Bei B2B-E-Commerce-Lösungen für Großunternehmen (Investitionsvolumen größer als 250.000 € im ersten Jahr) würden aufgrund des Grades der Anpassungen und Individualisierung der Software die Dienstleistungsanteile verhältnismäßig hoch sein. Bei kleineren und mittleren Unternehmen (Investitionsvolumen bis 100.000 € im ersten Jahr), die eher im Softwarestandard bleiben, würden die Lizenzkosten verhältnismäßig hoch ausfallen. Allerdings setzen wiederum sehr kleine Unternehmen (Investitionsvolumen bis 20.000 € im ersten Jahr) und auch eher kleinere Dienstleister oft auf Open Source-Lizenzen.

Hier fügt Meyer hinzu, dass es auch immer eine Frage von Budget, Umfang und Perspektive sei. Es gäbe kleinere Aufträge, die meist mit mehr Aufwand verbunden seien und größere, die dann mehr von standardisierten Lösungen lebten. Das sei immer ein sehr spannendes Spektrum, so Meyer.

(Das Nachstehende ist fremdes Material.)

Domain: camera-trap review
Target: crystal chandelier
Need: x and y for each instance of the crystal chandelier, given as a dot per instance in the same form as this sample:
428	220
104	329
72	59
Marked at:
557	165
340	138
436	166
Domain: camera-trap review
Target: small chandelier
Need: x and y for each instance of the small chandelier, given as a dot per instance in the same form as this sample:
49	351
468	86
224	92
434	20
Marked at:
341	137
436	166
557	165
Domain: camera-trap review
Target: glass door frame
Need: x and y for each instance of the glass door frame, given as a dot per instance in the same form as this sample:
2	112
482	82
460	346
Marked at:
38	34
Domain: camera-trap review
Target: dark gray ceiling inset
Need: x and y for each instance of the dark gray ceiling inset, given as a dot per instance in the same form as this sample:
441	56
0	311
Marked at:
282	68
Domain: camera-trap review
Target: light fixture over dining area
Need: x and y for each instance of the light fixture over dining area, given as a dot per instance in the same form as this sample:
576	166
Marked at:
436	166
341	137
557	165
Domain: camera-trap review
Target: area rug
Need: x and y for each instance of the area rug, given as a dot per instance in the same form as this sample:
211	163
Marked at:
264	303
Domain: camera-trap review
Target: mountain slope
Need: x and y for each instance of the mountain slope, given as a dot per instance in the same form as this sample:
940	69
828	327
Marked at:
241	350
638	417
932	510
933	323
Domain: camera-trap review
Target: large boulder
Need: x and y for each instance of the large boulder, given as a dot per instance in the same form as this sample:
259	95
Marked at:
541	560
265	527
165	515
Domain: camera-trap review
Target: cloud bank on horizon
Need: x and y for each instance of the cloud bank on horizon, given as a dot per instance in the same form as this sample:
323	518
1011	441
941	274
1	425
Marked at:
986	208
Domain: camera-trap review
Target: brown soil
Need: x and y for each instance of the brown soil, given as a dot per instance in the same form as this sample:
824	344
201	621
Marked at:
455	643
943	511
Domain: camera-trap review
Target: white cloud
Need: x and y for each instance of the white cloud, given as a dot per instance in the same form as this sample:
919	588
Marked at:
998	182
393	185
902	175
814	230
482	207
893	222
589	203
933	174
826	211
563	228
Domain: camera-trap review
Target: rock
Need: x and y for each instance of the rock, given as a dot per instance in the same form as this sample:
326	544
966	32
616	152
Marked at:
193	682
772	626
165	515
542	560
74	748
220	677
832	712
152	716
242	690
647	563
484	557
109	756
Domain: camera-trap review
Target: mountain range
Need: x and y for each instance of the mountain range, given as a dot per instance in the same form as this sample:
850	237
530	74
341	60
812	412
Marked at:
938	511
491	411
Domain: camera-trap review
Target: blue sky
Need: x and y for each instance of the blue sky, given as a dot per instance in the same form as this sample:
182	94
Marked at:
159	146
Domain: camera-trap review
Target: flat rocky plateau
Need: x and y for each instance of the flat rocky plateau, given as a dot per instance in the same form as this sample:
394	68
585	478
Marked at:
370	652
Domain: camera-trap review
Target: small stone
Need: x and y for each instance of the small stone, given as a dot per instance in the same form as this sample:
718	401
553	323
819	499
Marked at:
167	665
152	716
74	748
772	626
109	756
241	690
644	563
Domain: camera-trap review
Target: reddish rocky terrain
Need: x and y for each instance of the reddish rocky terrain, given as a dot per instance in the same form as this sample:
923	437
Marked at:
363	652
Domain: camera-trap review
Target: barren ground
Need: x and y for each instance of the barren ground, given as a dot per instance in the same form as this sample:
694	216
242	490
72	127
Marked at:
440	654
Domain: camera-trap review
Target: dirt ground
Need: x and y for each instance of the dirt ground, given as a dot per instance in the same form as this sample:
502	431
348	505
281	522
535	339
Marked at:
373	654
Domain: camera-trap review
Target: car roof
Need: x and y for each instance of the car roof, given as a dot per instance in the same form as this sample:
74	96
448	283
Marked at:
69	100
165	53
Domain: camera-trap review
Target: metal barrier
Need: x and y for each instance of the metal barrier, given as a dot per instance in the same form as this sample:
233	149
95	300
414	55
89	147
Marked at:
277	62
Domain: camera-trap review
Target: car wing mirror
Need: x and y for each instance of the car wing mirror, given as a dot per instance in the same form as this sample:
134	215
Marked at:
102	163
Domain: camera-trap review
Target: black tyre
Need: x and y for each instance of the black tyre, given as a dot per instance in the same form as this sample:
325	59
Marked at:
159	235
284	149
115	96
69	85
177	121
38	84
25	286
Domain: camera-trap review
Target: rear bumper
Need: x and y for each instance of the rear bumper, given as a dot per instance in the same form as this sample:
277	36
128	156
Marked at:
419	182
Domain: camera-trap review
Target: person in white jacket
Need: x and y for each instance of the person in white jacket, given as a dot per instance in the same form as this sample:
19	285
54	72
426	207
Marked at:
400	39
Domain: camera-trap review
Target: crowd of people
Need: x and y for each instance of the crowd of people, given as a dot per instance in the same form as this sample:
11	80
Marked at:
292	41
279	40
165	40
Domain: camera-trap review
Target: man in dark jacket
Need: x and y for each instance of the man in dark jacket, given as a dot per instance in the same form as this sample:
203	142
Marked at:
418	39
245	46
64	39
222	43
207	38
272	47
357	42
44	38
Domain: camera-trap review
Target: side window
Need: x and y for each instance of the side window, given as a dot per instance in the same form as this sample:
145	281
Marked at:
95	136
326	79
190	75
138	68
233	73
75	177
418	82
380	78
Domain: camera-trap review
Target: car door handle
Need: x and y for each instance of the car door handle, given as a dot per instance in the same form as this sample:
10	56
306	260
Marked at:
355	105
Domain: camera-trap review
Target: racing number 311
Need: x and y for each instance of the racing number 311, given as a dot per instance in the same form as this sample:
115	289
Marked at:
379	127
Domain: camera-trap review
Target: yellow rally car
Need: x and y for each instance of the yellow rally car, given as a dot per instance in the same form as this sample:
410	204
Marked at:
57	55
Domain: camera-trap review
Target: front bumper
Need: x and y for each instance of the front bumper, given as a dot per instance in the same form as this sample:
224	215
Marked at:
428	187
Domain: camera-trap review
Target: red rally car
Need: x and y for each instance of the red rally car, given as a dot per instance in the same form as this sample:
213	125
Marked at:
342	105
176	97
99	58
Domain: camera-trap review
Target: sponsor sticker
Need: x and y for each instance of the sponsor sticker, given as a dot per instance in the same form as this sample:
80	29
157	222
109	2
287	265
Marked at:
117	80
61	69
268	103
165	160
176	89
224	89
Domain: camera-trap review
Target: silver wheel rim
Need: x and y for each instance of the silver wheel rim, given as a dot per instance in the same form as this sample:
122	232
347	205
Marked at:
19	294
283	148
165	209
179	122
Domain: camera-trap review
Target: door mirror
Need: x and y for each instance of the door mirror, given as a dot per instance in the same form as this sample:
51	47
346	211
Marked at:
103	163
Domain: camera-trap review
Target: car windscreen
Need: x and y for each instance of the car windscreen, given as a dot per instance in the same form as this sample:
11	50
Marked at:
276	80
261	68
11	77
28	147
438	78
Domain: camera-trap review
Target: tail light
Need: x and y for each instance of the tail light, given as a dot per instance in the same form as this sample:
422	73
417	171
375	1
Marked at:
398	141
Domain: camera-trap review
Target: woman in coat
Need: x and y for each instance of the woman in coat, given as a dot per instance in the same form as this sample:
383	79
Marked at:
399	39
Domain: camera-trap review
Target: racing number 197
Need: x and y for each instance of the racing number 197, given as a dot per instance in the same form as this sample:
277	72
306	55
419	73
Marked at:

Schlußendlich beantwortete Hagemann Meyers Frage nach der richtigen Verteilung mit der Einschätzung, dass sich das Verhältnis der Kostenanteile bei der Produkteinführung eines B2B-Onlineshops in Richtung 70% bis 80% „Standard“ zu 20% bis 30% „Individualität“ entwickeln würde. Diese Einschätzung wird von Sebastian Meyer geteilt.